Fortunately, a number of Lawrence residents seem to be waking up to the realization the city needs to do a far better job of planning for the future.
A few years ago, many residents were involved in the Horizon 2020 plan, which was supposed to provide a blueprint for how the city should accommodate its expected growth. It was a nice-sounding project and it got many local residents involved, but it was almost out of date by the time all parties signed off on the plan.
Although few will admit it, the city has been taking a Band-Aid approach to planning rather than looking at the true major needs of the city in the next 25 to 50 years. There hasn't been the vision and courage to call for specific action and to think further into the future.
The Horizon 2020 process was more of an effort to make as many people as comfortable as possible. Because of that, politics, personal likes and dislikes and an attitude of "I'll scratch your back if you scratch mine" played too great a role. Hammering out a bold, visionary plan for the future is not designed to make friends.

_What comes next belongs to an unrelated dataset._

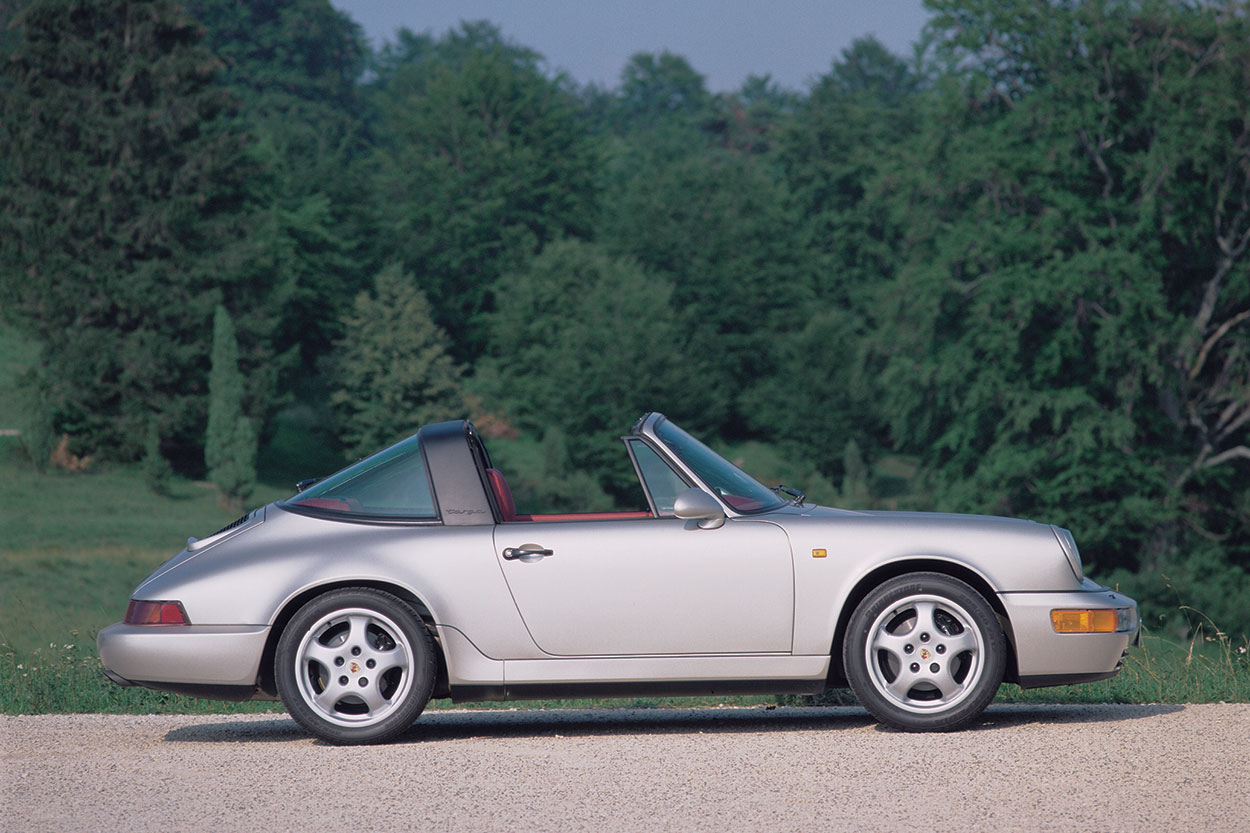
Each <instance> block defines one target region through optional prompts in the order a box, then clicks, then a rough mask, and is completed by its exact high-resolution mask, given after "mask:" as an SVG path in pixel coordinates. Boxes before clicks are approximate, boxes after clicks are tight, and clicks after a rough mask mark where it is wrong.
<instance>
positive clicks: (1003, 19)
mask: <svg viewBox="0 0 1250 833" xmlns="http://www.w3.org/2000/svg"><path fill="white" fill-rule="evenodd" d="M933 5H934V8H935V10H936V11H938V15H936V18H935V20H934V24H933V25H934V33H933V41H934V43H933V48H931V49H933V51H931V54H933V55H934V58H935V60H940V61H943V64H941V66H944V68H945V69H944V71H945V75H944V78H943V81H941V85H940V93H941V94H940V96H938V98H935V99H934V105H933V110H931V113H930V114H928V118H926V126H925V130H924V133H923V135H920V136H918V140H916V141H915V143H913V144H910V145H909V149H908V151H906V154H908V155H906V158H905V163H906V164H905V165H900V168H899V170H898V171H896V173H895V176H896V178H898V181H899V185H898V188H896V190H895V195H894V196H893V198H891V200H896V201H894V203H893V205H894V210H895V211H899V213H900V214H901V213H903V211H904V210H906V213H908V216H909V218H910V228H909V229H908V244H909V251H908V258H906V263H905V265H904V266H903V268H900V270H899V273H898V276H896V283H895V285H894V288H893V290H891V294H890V296H889V298H883V303H881V304H880V305H879V306H878V308H876V309H878V315H879V318H878V320H879V326H881V328H883V329H888V330H890V331H891V333H893V334H894V339H893V344H891V345H890V349H889V355H888V366H886V370H885V373H884V375H883V381H884V384H883V386H881V390H883V391H885V393H886V396H885V398H884V400H883V406H884V408H885V409H886V411H888V414H889V420H890V424H891V428H893V432H894V435H895V438H898V440H899V443H900V444H901V445H904V447H906V448H910V449H914V450H916V452H918V453H920V454H923V455H924V458H925V460H926V463H928V465H929V468H930V469H931V470H933V472H935V473H936V477H938V483H939V487H940V488H941V495H943V504H944V505H946V507H950V508H960V509H974V510H983V512H984V510H988V512H996V513H1005V514H1025V515H1033V517H1039V518H1048V519H1053V520H1056V522H1059V523H1064V524H1068V525H1070V527H1071V528H1073V529H1074V530H1075V532H1078V534H1079V535H1080V537H1081V538H1083V540H1084V542H1085V547H1084V549H1085V554H1086V558H1091V560H1093V562H1094V563H1095V564H1098V565H1100V567H1101V568H1104V569H1105V568H1110V567H1125V568H1129V569H1138V568H1140V567H1146V568H1156V569H1158V568H1159V567H1160V565H1165V564H1168V563H1170V562H1173V560H1174V559H1176V558H1180V557H1181V555H1183V553H1185V552H1195V550H1200V549H1203V550H1205V549H1209V548H1211V547H1215V548H1216V549H1219V550H1221V552H1223V553H1224V555H1223V557H1224V558H1230V559H1235V560H1243V562H1244V559H1245V558H1246V554H1248V553H1250V538H1248V534H1246V533H1248V523H1246V520H1248V519H1246V518H1244V517H1241V515H1240V512H1241V510H1243V509H1241V507H1243V505H1244V502H1240V500H1239V499H1238V497H1239V495H1240V494H1244V492H1245V488H1246V483H1248V473H1250V472H1248V465H1250V452H1248V450H1246V442H1245V430H1246V429H1245V427H1246V424H1248V422H1250V349H1248V340H1246V333H1248V331H1246V328H1245V324H1244V323H1245V321H1246V320H1248V319H1250V263H1248V258H1246V248H1248V244H1250V211H1248V210H1246V200H1248V194H1250V120H1248V118H1246V114H1248V113H1250V93H1248V90H1250V88H1248V85H1246V84H1245V79H1246V78H1248V75H1250V30H1248V26H1250V24H1248V20H1246V18H1245V15H1244V14H1241V11H1239V10H1240V9H1241V6H1240V5H1239V4H1234V3H1214V4H1201V5H1195V6H1188V5H1171V4H1163V3H1153V1H1140V3H1129V1H1123V3H1121V1H1110V0H1109V1H1103V3H1088V4H1071V5H1068V4H1058V5H1056V4H1046V5H1045V8H1044V10H1043V6H1039V4H1034V3H1025V1H1020V3H1008V4H1001V3H981V1H970V0H969V1H960V3H955V1H943V3H934V4H933ZM1043 11H1044V14H1043Z"/></svg>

The town hall meeting process of Horizon 2020 is not the best way to approach the task. It will not get done with a "select" committee of 500 well-intentioned local residents.
What is needed is a small group of people, maybe 10, but not more than 15, who would have the task of formulating a growth blueprint. This group would be made up of individuals who merit the respect of the community, are truly interested in what is best for Lawrence and who have courage and vision.

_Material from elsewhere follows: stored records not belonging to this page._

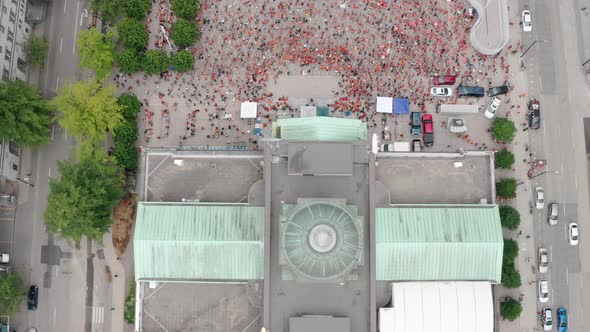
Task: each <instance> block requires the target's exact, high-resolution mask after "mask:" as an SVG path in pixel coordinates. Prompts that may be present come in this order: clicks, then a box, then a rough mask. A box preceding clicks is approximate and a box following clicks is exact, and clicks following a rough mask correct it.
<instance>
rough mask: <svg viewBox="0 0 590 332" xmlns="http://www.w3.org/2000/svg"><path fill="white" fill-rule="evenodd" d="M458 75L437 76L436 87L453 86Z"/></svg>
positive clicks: (435, 82) (435, 81) (442, 75)
mask: <svg viewBox="0 0 590 332" xmlns="http://www.w3.org/2000/svg"><path fill="white" fill-rule="evenodd" d="M457 76H458V75H457V74H455V75H435V76H434V85H453V84H455V81H456V80H457Z"/></svg>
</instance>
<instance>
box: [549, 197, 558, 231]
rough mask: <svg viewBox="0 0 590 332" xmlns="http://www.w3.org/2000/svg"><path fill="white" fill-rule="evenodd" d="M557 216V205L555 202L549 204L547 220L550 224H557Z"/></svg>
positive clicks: (552, 225)
mask: <svg viewBox="0 0 590 332" xmlns="http://www.w3.org/2000/svg"><path fill="white" fill-rule="evenodd" d="M558 218H559V206H558V205H557V203H551V204H549V213H548V217H547V222H548V223H549V225H551V226H555V225H557V220H558Z"/></svg>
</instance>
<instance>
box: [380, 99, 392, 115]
mask: <svg viewBox="0 0 590 332" xmlns="http://www.w3.org/2000/svg"><path fill="white" fill-rule="evenodd" d="M377 113H393V98H391V97H377Z"/></svg>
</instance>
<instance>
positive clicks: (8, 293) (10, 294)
mask: <svg viewBox="0 0 590 332" xmlns="http://www.w3.org/2000/svg"><path fill="white" fill-rule="evenodd" d="M25 291H26V289H25V283H24V282H23V279H22V278H21V276H20V275H18V274H16V273H14V272H10V273H2V274H1V275H0V315H6V316H10V315H12V314H14V313H15V312H16V311H17V310H18V308H19V307H20V305H21V304H22V303H23V300H24V298H25V297H24V296H23V294H24V293H25Z"/></svg>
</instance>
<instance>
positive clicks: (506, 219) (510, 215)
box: [500, 205, 520, 231]
mask: <svg viewBox="0 0 590 332" xmlns="http://www.w3.org/2000/svg"><path fill="white" fill-rule="evenodd" d="M500 222H501V223H502V227H505V228H507V229H509V230H512V231H513V230H515V229H517V228H518V226H519V225H520V213H518V210H516V209H515V208H513V207H512V206H508V205H502V206H500Z"/></svg>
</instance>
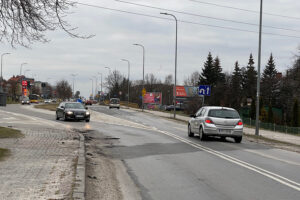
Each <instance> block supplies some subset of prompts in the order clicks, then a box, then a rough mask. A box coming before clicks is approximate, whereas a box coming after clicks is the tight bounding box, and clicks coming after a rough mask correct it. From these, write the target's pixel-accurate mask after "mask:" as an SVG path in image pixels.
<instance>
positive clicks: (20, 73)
mask: <svg viewBox="0 0 300 200" xmlns="http://www.w3.org/2000/svg"><path fill="white" fill-rule="evenodd" d="M27 64H28V63H21V66H20V76H22V68H23V65H27Z"/></svg>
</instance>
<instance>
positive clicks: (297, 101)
mask: <svg viewBox="0 0 300 200" xmlns="http://www.w3.org/2000/svg"><path fill="white" fill-rule="evenodd" d="M293 126H294V127H298V126H299V104H298V99H296V100H295V102H294V106H293Z"/></svg>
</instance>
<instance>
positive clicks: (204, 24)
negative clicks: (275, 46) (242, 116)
mask: <svg viewBox="0 0 300 200" xmlns="http://www.w3.org/2000/svg"><path fill="white" fill-rule="evenodd" d="M77 4H78V5H83V6H88V7H93V8H98V9H103V10H110V11H115V12H120V13H126V14H131V15H138V16H143V17H149V18H155V19H162V20H168V21H173V20H172V19H170V18H165V17H158V16H155V15H149V14H142V13H137V12H131V11H126V10H120V9H115V8H108V7H103V6H98V5H92V4H86V3H79V2H77ZM178 22H181V23H186V24H194V25H200V26H208V27H213V28H221V29H226V30H234V31H241V32H248V33H258V32H257V31H251V30H246V29H239V28H232V27H225V26H218V25H211V24H204V23H197V22H191V21H185V20H178ZM263 34H265V35H273V36H280V37H289V38H299V39H300V36H293V35H284V34H276V33H268V32H264V33H263Z"/></svg>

This isn't a committee of city and county commissioners and school board members. This body should set up a process in which they hear the ideas and wishes of all interested parties: the city, the county, the school district and the Lawrence Chamber of Commerce, but also neighborhood associations, downtown merchants, rural residents and university officials.

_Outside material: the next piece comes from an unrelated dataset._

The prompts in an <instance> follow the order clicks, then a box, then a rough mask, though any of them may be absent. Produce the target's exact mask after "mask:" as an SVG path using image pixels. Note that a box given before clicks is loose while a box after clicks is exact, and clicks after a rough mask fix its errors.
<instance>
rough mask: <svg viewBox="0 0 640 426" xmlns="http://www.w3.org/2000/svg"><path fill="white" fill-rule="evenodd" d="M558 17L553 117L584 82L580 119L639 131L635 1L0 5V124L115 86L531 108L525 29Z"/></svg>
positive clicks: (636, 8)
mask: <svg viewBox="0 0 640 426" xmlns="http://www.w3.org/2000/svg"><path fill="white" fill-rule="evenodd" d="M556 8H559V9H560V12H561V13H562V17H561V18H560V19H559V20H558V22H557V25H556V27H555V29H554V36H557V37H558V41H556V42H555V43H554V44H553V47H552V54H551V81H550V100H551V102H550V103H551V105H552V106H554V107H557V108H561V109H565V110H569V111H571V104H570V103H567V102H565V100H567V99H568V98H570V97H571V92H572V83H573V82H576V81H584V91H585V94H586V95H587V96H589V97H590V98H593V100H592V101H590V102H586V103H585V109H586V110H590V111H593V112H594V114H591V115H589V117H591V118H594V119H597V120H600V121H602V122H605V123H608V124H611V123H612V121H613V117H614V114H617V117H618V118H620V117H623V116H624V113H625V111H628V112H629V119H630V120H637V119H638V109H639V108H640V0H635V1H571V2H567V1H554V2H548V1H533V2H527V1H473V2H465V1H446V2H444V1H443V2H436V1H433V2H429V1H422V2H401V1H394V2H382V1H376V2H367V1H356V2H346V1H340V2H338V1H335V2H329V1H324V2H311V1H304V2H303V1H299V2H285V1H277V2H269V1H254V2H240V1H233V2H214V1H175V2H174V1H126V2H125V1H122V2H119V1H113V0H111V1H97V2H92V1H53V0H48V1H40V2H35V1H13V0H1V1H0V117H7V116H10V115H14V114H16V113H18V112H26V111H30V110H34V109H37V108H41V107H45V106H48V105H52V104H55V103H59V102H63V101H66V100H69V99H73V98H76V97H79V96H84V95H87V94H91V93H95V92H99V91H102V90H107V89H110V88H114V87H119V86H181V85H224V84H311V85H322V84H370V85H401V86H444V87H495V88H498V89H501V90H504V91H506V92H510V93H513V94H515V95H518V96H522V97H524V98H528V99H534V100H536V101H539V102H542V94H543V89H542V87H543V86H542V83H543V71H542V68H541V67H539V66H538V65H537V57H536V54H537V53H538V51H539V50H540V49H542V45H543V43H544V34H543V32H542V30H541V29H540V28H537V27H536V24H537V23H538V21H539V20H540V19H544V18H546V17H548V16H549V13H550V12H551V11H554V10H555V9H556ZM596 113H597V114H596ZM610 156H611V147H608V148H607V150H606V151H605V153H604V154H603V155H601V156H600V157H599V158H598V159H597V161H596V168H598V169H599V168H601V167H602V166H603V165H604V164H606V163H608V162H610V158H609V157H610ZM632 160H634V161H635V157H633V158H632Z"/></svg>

They also should hear from those who project population trends, as well as those interested in recreation and park facilities, traffic issues, police and fire department needs and many other topics.
Representatives of such groups would be invited to appear before the 10- to 15-member body and make their case. The committee would study all presentations, seek the advice of professionals in various fields and then make a presentation to city, county and school officials.
This isn't an exercise to try to make everyone feel good but rather an opportunity to show the leadership, vision and courage to make Lawrence and Douglas County a true leader, setting an example of how to plan for the future.
It is hoped the present discussion about growth and how Lawrence and Douglas County will deal with this fortunate situation will not be bogged down by partisan, political, special interests and political give-and-take.
Lawrence deserves better, and someone needs to step up and take a leadership role in this vital process.
Like Kansas University, Lawrence and Douglas County appear to be perched on an important brink. The university can either take the necessary actions now to boost the school to greater academic excellence or it can join the vast number of average or mediocre state universities. Lawrence and Douglas County can plan boldly and look to the future or they can settle for what is most comfortable, easiest and least controversial, and continue to deal with future growth challenges in a patchwork fashion.
The opportunity to plan for greatness, to make the decisions today that will pay dividends for the city and its residents for years to come, is here today.
The city and county should not miss this rare opportunity to plan for a very special future.